Tuesday, June 06, 2006

Management: Read our lips, no new money

The big news out of Tuesday's meeting between the Guild and the company is actually pretty big:

"We're proposing a two-year status-quo agreement with respect to wages," management negotiator Chris Biencourt said. "That's the pattern."

Translation: If you make anything above scale, you wouldn't get a raise under the company's proposal. Apparently, the status quo to which he referred was the pattern the company has established while bargaining with other unions this year.

Somehow, this bit of wage-freeze information was supposed to have been implied in the proposal management gave to the Guild team last month. That proposal included no wage language at all. The "skinny" file, indeed.

We have not presented our economic proposal. We expect to present it later.

Guild chief negotiator Liz Brown asked if the company was trying to hold down Guild wages so it can give increases to managers. Liz mentioned that many managers already receive a higher level of pay, and thus are better able to weather tough economic times. Said Biencourt: The company is asking the same thing of the Guild that it's asked of the managers and other unions.

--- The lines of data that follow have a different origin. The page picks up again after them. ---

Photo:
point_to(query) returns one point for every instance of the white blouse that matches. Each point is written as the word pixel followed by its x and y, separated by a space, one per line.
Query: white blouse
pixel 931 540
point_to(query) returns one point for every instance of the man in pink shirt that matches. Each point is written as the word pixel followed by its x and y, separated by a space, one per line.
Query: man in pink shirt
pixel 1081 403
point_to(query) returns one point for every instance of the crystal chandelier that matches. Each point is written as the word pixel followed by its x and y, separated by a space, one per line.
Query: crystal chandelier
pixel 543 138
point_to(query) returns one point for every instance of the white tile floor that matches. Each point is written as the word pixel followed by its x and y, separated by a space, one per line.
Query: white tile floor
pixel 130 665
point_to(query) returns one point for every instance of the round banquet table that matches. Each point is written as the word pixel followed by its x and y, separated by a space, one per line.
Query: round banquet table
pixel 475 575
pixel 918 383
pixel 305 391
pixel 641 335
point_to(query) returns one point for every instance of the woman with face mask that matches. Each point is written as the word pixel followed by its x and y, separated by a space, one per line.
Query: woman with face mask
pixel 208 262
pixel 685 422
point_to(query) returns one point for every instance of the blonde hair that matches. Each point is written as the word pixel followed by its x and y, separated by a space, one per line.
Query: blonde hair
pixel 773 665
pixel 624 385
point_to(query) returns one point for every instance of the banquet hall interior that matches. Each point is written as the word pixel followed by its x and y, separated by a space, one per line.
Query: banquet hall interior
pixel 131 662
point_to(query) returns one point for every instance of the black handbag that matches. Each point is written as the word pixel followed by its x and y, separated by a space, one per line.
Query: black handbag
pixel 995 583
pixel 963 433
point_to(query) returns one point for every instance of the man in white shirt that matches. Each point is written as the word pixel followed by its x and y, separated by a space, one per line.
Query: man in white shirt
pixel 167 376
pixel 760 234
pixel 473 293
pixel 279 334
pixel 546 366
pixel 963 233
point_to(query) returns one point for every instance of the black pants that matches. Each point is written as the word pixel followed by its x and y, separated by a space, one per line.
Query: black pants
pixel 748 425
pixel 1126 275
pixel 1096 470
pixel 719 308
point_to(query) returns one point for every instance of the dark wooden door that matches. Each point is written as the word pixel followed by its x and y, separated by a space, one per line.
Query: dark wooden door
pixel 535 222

We're not sure that is a compelling reason to accept a wage freeze.

Vacation
The company also skimmed dismissively over our proposal to increase maximum vacation time to 5 weeks and accelerate the accrual rate. It claims an additional week of vacation would add 2 percent to the cost of the contract. We all know that the costs of employees taking vacation are rarely traded one-for-one; we cover for each other most of the time. It also lamented the "opportunity costs." Guild bargainer Paul Morgan replied that opportunities can also be lost if employees are ragged. "It can cut both ways," Paul said. Biencourt agreed.


Flexible schedules
We spent a lot of time discussing people working flexible schedules. The Guild's position is that some employees feel compelled to accept compensation time in lieu of overtime, and then end up "banking" that comp time when the opportunity to use that time off evaporates during the pay period. Banking comp time might sound like a good idea, but it can lead to problems because that time lives off the books. And if it's off the books, you might never see it again.

In essence, you've just worked free overtime. If you work more than 40 hours in a week, you should either use the comp time before the end of the pay period or take the overtime pay. (You take comp time in a one-for-one exchange within the same week, or at the rate of time-and-a-half in the next week of the pay period. Didn't use it by the end of the pay period? Take the OT pay.)


Some things we learned:
1) Defined by the company, a flexible schedule means employees can be required to work, say, 10 hours on Monday and then six hours on Tuesday. As long as an employee does not work more than 40 hours in a week, no overtime/comp time will be paid.
2) Most people in Guild-covered positions in advertising, circulation, and news are considered to be on flexible work schedules.

The company claims it needs this flexibility and uses it judiciously to keep costs down. We think a clearer policy communicated well would go a long way toward helping solve this problem. We are close to an agreement on language that states clearly the right of employees to take overtime pay instead of comp time.


Sick Leave
The company presented the Guild team with the official sick leave policy but does not want to put it in the contract, saying it is a "discretionary policy." The Guild wants to lock it down in the contract so the company can't change it without first consulting its employees. Biencourt said the company does not intend to change the policy and want to leave it out of the contract for "flexibility" reasons. Then he offered to reference the policy in the contract, which does not solve the above problem.

"I think it does give comfort" that the policy is in writing, Biencourt said. Unit chair Gene Balk said he thought employees would be more comfortable if the policy were in the contract.


Exempt positions
The company has proposed making editorial writers and the editorial cartoonist exempt positions, saying that, as the "management voice" of the paper, they have a conflict of interest. Liz said that editorial employees were not unanimous in their desire to move out of the bargaining unit. Yoko Kuramoto-Eidsmoe, local prez, asked if it's the company's position that simply being in a union would preclude someone from writing as the editorial voice of the newspaper.

We believe that journalists have all kinds of conflicting points of view and still manage to put them aside to write news stories. Likewise, an editorial writer can pontificate for the ed board without completely agreeing with an argument.